Hysterical laughter and a huge grin — an odd reaction to the lunar landscape. Someone listening nearby might think I had gone mad. But there was nobody on the nearby trails. Despite the holiday weekend, only a few regulars lined up for the 8:15am first tracks tram. I had Upper Ravine all to myself; and I was loving it.

The skiing was like watching a really bad movie: the more cringe worthy the conditions, the funnier it was. I was unironically enjoying objectively awful conditions. I kept thinking “one more run and then pack it in”. But I kept finding the desire for yet another heinous lap.

Had I experienced these conditions last year, I would have been rather salty. Actually, I wouldn’t have even gone to the mountain despite having a season pass and nothing better to do. But instead, I found a way to enjoy myself despite experiencing one of the worst days of the season.
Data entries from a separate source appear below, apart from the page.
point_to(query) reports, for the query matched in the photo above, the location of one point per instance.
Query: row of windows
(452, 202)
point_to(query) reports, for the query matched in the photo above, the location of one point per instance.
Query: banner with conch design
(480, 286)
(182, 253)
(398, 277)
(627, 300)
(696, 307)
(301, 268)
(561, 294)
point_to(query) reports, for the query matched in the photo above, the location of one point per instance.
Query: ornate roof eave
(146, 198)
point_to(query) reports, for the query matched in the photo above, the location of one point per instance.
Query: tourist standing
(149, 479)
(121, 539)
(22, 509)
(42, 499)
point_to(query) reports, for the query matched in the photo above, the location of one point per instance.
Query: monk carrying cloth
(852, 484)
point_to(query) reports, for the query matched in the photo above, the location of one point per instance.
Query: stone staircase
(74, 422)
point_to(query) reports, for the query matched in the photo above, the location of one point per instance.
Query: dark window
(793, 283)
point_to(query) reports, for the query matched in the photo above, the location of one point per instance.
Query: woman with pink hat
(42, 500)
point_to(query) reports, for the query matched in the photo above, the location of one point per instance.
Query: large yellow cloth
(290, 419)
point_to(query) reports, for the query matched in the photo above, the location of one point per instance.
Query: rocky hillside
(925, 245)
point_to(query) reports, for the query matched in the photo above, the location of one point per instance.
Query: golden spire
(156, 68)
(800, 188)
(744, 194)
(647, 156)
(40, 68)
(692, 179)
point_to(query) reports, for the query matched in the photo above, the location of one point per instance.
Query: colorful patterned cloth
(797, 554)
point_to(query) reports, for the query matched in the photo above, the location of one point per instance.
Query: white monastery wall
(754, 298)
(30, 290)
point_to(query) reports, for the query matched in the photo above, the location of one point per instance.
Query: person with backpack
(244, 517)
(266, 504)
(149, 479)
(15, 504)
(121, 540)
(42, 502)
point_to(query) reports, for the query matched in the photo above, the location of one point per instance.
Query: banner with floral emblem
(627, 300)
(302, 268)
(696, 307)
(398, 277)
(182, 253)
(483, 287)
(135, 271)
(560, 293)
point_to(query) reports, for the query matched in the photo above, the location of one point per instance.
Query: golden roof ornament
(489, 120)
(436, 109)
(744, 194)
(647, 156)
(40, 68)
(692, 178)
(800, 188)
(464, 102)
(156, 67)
That said, I lasted less than two hours and I did not go back on Sunday. I may be feeling more like my old self again, but I am not a masochist.

Day Eight

Eight ski days in less than four weeks. That is almost half as many days as some of my recent season totals.

I had every excuse not to head up to Cannon today. The day started with temperatures barely in double digits paired with a stiff breeze. Without any new snow during the past few days, conditions would likely be firm and fast. Natural snow trails would almost certainly be lack luster.

In fact, natural snow trails were worse than lack luster. High winds and Saturday skier traffic had decimated most of the natural snow trails. Many trails were brutal hard pack “one and done’s”. But Vista Way skied nicely. And a it felt great to rail some arcs down Taft, Tramway, and Middle Cannon.

It was a good day. Even if conditions were lack luster, it was not a lack luster day of skiing.